Is there a way maybe to start numbering levels from 0 in R or is it possible to uncount data in SPSS (using syntax) ?
I checked Jamovi and Jasp as well but did not find such an option there.
This is a little kludgey, but if the factor in R is named V you could do
V1<-as.numeric(V)-1
and then save V1 to SPSS.
It works but it removes factor's labels. What to do to retain labels ?
danne <- structure(list(condition = structure(c(1L, 1L, 1L, 1L, 2L, 2L,
2L, 2L, 3L, 3L, 3L, 3L), levels = c("absent", "mild", "severe"

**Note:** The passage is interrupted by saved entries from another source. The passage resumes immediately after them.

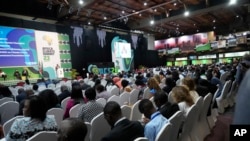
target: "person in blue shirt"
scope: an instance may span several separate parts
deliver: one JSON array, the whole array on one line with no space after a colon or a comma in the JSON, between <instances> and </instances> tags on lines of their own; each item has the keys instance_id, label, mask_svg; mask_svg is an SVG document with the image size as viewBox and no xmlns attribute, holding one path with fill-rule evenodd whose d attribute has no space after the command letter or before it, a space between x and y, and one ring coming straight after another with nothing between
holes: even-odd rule
<instances>
[{"instance_id":1,"label":"person in blue shirt","mask_svg":"<svg viewBox=\"0 0 250 141\"><path fill-rule=\"evenodd\" d=\"M147 137L149 141L155 141L161 128L169 122L168 119L155 109L153 103L149 99L140 101L139 111L150 120L146 123L144 128L145 137Z\"/></svg>"}]
</instances>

), class = "factor"), bloodtype = structure(c(1L, 2L, 3L, 4L,
1L, 2L, 3L, 4L, 1L, 2L, 3L, 4L), levels = c("A", "B", "AB", "O"
), class = "factor"), count = c(543, 211, 90, 476, 44, 22, 8,
31, 28, 9, 7, 31)), class = "data.frame", row.names = c(NA, -12L
), variable.labels = structure(character(0), names = character(0)), codepage = 1252L)
so basically I am asking, is this possible:
I feel you might get more help posting on an SPSS forum.
I havent used spss, so i asked LLM for example to uncount using loop.
I asked to start with a row of a representing one entry with an associated value 2, and a row for b representing 2 entries with a value 5.
DATA LIST FREE / Item (A1) Count Value.
BEGIN DATA
a 1 2
b 2 5
END DATA.
SORT CASES BY Count (D).
VECTOR newItem(100) / newValue(100).
COMPUTE idx = 1.
LOOP #i = 1 TO N.
+ DO REPEAT #j = 1 TO Count.
+ COMPUTE newItem(idx) = Item.
+ COMPUTE newValue(idx) = Value.
+ COMPUTE idx = idx + 1.
+ END REPEAT.
END LOOP.
EXECUTE.
VARSTOCASES /MAKE Item FROM newItem1 TO newItem100 /MAKE Value FROM newValue1 TO newValue100 /INDEX=idx.
SELECT IF NOT MISSING(Item).
EXECUTE.
Thank you,
how would it go for my data :
What should I copy/paste into that syntax of yours ?
Nobody knows the answer on that forum.